Process parameter-driven regulation of non-uniform plasma discharge behavior for optimizing heat transfer in MPCVD

Microwave plasma chemical vapor deposition (MPCVD) is widely employed for diamond growth. The surface temperature of the diamond seed is a key focus in practical engineering. A significant temperature gradient between the center and the edge, caused by non-uniform plasma discharge, has been considered as a critical factor contributing to defect formation. Regulating the operating parameters of the MPCVD reactor can effectively improve the radial uniformity of the growth surface temperature, which requires detailed modeling of fluid heat conduction and plasma radiative heat transfer.
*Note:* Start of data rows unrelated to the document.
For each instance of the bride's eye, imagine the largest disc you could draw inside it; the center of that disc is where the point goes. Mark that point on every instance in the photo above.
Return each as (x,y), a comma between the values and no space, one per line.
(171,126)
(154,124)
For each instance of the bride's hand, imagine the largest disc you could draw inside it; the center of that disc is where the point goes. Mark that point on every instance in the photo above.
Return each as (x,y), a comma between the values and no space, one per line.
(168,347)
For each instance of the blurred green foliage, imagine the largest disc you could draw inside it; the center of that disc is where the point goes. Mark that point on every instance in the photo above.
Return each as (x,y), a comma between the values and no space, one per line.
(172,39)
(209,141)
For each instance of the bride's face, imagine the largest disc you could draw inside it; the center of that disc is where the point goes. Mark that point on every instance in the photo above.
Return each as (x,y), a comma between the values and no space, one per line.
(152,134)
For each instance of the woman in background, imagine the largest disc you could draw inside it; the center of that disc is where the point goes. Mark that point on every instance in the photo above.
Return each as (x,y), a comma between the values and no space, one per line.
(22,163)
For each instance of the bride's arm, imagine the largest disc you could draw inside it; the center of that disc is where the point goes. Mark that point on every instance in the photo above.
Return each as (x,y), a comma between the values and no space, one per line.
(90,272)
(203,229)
In this work, we propose a novel multiphysics-reacting flow model, which accounts for the process of plasma from transient excitation to stationary heat transfer and solves the heat conduction and radiation equations fully coupled with the Helmholtz equation, laminar flow equations, electron drift-diffusion equations, and heavy species transport equations. The simulation results and the experimental results show excellent agreement under both pure hydrogen and hydrogen-methane plasma discharges, with the surface temperature error is within 40°C. The spatial distributions of electrons, hydrogen atoms and methyl radicals are successfully predicted, which also helps validate the effectiveness of the model. Furthermore, this work provides valuable guidance on process parameters, especially power and pressure, for optimizing the uniformity of surface temperature to meet the stringent requirements for high-quality diamond growth. The model, with its general applicability, can be applied to any MPCVD reactor.